On the fast lane with old values?!

Which values stand for the hotel of the future?

You may be surprised, but many years ago I started my professional life with one of the worst Abitur/A-Levels of my Class.
I loved art, poetry, ancient languages, history, the theater and our student newspaper. Only the grades did not want to be like I wanted them to be - and not least because of a diligently grown Pygmalion complex* successfully developed by the constant approach of my math teachers.

Nevertheless I happily got rid of my shackles in small town life and opened a new chapter in Switzerland at one of the first universities in the Bologna Agreement. True to my motto: why do the same when there is another way?
Spurred on by my parents' trust, I overcame my fear of failure and quickly opened up to student life in the distance. My 300 fellow students from five continents and countless new cultures showed me every day that I was not alone in this world. Intercultural studies and the world of international management soon made the initial culture shock largely forgotten.

This started my journey. After two years, I had fought my way up to the top 15 percent of my university, got hold of one of the coveted scholarship places at Washington State University, signed a job contract one year before graduation and was accepted into the international student association "Eta Sigma Delta Honor Society".

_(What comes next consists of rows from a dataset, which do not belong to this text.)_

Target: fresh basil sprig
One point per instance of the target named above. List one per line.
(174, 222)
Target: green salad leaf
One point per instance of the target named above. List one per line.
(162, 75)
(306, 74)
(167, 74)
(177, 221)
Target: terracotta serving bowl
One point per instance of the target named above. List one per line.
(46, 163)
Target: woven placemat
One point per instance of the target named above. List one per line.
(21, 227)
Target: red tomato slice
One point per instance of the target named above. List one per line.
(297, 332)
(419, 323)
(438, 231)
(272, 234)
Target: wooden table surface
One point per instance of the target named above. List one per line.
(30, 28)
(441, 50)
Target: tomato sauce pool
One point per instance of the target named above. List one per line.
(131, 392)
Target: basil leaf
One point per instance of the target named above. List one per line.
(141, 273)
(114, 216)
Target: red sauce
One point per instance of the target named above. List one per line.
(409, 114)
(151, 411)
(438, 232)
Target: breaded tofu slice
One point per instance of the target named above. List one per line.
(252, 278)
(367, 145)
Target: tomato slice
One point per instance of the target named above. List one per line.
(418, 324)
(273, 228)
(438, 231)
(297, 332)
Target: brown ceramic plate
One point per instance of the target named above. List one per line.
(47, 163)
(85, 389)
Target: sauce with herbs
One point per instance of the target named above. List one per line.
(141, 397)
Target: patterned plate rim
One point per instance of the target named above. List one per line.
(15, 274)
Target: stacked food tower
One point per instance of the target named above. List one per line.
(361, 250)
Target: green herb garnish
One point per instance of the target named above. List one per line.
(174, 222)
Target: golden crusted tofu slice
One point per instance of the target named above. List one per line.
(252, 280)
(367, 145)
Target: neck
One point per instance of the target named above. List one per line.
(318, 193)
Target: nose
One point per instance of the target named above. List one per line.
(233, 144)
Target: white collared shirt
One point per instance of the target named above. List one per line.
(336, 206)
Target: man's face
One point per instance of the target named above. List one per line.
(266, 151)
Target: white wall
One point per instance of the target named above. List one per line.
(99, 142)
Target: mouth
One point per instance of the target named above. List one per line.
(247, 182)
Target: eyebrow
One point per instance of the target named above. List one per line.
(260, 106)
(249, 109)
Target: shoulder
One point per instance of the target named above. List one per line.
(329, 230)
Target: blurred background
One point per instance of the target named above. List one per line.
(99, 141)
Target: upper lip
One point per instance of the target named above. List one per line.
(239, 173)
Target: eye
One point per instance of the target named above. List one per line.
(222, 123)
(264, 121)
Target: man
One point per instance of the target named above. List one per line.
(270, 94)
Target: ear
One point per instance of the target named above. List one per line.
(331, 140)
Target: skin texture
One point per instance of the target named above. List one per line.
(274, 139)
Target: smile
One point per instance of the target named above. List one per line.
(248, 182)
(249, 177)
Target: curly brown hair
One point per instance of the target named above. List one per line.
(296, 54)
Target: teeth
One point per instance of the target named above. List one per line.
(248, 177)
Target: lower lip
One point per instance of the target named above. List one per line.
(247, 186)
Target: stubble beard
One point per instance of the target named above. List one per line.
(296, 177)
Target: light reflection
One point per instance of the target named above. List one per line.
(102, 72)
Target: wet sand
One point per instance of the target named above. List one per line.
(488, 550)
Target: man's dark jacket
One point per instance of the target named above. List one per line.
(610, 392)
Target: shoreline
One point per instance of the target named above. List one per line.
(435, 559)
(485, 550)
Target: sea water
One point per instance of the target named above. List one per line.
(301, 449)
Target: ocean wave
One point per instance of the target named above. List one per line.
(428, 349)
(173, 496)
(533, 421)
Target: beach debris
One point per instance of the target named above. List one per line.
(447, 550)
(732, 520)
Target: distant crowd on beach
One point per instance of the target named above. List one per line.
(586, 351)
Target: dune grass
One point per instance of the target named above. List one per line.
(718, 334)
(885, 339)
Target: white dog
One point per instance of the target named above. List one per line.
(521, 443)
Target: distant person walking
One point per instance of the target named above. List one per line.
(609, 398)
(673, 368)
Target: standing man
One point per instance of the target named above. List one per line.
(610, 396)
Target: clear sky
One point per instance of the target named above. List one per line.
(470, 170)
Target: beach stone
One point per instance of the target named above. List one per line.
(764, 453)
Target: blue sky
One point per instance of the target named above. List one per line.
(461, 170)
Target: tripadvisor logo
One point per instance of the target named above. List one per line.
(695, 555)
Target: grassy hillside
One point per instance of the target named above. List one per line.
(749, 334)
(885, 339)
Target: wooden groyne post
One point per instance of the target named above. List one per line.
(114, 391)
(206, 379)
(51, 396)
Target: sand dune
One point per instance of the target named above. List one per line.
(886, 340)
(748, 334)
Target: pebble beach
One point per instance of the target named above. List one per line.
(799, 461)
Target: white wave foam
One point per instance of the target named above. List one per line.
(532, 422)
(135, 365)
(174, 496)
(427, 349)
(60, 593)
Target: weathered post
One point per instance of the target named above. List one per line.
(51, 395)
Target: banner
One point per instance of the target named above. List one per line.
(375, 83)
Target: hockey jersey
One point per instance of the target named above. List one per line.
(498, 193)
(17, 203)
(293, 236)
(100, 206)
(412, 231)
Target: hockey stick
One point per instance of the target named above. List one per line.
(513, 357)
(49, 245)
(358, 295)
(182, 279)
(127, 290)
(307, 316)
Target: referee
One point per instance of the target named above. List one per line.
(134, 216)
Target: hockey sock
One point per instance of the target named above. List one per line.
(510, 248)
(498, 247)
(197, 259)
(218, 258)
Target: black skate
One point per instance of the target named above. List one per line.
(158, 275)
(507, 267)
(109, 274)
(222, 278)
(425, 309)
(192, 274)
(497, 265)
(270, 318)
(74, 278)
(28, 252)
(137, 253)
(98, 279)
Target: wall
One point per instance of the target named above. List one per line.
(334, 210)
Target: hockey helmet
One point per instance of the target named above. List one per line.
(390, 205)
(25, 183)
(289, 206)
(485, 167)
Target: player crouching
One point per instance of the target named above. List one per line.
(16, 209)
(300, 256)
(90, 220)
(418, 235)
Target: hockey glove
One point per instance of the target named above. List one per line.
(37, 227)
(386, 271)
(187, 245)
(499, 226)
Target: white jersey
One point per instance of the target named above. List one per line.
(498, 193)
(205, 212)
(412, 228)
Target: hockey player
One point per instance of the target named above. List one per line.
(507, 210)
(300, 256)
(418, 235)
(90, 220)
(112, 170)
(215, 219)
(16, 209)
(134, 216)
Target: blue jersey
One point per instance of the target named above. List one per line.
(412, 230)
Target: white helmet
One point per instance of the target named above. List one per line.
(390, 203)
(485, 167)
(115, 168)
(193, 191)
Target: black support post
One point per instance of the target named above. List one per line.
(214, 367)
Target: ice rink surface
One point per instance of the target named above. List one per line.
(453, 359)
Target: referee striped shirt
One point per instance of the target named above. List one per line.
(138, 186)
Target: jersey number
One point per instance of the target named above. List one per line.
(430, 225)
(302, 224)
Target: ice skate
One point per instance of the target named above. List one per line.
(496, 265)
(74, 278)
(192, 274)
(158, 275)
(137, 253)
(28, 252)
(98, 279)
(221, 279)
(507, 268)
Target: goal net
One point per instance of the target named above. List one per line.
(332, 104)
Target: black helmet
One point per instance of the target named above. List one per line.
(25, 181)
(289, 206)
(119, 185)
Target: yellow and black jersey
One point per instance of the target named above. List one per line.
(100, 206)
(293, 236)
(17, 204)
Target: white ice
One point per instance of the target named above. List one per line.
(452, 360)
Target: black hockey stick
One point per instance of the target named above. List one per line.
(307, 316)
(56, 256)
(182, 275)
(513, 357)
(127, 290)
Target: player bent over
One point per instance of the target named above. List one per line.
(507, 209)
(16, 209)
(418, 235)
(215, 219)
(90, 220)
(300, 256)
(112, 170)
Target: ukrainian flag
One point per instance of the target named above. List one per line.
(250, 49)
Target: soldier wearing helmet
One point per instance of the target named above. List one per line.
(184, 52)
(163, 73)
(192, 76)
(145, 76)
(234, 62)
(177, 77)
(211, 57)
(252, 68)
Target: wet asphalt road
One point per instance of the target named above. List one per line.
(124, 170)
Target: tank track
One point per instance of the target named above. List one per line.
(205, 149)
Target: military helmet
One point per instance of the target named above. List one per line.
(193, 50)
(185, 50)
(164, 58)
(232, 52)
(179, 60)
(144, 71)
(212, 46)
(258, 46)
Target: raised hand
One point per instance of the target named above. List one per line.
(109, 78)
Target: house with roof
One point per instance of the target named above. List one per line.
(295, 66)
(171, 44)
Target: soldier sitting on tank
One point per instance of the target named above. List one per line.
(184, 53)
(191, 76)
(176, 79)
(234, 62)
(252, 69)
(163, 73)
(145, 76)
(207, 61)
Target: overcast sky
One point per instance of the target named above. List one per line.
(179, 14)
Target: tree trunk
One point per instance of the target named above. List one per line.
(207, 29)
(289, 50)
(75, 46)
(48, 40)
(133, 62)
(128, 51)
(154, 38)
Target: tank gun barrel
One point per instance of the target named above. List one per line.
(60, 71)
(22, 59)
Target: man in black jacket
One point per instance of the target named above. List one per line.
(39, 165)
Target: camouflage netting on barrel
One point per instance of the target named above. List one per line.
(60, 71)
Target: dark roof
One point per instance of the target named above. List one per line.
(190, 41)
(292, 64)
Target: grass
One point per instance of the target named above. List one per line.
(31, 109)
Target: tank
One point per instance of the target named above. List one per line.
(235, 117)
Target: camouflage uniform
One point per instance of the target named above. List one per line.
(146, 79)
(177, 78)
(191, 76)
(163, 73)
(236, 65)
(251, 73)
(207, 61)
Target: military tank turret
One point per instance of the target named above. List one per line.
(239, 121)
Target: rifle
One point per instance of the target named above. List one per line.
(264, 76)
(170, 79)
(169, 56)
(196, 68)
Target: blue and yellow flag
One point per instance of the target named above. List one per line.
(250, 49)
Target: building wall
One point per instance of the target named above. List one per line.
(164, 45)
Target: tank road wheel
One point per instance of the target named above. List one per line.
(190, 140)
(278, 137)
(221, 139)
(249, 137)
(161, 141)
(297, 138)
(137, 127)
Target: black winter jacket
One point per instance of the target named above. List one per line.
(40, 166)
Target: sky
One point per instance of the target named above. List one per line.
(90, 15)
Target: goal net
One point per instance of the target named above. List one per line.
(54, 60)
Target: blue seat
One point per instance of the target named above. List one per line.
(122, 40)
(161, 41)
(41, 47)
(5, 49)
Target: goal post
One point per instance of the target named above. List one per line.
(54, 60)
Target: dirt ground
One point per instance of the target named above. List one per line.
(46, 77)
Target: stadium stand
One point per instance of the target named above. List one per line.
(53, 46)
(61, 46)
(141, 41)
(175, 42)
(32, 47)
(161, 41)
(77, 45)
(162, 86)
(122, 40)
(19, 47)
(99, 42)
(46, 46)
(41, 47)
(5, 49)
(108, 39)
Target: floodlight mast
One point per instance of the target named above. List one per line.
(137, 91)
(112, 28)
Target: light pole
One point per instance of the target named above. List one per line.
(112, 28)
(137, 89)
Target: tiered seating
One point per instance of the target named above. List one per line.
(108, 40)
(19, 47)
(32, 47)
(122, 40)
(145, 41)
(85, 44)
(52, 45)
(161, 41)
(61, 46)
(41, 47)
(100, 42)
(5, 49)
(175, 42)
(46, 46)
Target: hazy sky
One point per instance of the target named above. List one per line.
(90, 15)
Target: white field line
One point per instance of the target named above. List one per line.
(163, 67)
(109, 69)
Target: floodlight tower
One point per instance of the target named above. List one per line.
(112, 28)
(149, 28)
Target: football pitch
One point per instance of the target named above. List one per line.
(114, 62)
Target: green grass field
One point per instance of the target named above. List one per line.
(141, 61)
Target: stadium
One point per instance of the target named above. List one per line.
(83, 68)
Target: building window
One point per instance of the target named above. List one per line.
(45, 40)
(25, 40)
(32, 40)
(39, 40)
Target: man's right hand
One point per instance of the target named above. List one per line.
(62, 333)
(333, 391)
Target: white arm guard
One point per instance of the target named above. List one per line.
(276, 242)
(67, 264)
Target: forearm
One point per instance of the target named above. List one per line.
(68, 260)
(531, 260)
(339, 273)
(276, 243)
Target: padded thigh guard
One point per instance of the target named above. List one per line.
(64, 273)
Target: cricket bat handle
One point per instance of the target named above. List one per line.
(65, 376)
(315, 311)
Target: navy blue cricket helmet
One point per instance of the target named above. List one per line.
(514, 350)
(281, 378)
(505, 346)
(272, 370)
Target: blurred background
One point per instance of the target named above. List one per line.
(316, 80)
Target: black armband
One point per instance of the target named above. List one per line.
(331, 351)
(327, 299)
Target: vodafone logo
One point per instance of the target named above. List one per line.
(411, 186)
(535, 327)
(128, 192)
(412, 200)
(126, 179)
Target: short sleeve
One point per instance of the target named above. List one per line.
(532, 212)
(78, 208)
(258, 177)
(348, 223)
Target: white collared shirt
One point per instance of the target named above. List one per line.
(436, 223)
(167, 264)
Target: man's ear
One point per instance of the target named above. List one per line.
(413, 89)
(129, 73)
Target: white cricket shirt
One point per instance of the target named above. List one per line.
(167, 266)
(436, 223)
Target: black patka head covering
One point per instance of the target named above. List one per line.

After 19 years, I had made a 180 degree turn within a few months. How did that happen? Looking back, the values and energy of my fellow students at the university and in the student union have had a lasting impact on and motivated me. Together we committed ourselves to the "Points of Honor" (similar to the Hippocratic Oath for doctors).

These “values of honor” call for a life with and for one another in Excellence, Leadership, Creativity, Service & Ethics! Cesar Ritz - one of the founding fathers of the luxury hotel industry and namesake of my alma mater - condensed the meaning of the five values into one sentence: "Ladies and Gentlemen - serving Ladies and Gentlemen".

Values are so much more than empty words. They are our promise to ourself, our families, friends, employees and customers - and to the future. In view of the current global situation, I wonder how things are going with values in the hotel industry. Do we really still live and work for our employees and guests with excellence, leadership, creativity, service and ethics? Or have these values been finally lost due to the COVID pandemic, the sword of the controlling departments, the overriding digitization and cookie cutter strategies of the chain hotel industry?

Personally, my values led me from the ancient Greeks to the topics of the future, allowing me to overcome hurdles and always straightening myself up when being on the ground. As a change agent and transformer, that taught me to always look first at what is good and valuable in a company - and only then to look for what can be transformed from that basis.

Rarely the traditions, beliefs, numbers and facts - but almost always the values of the people - help to survive difficult times and to reinvent oneself.

As Hannah Arendt said so perfectly: “When people come together, miracles have to be expected. We never know what's going to happen. This is another way of saying that the world is unpredictable. We do not know it. We'll try everything and then we'll see how we can handle it."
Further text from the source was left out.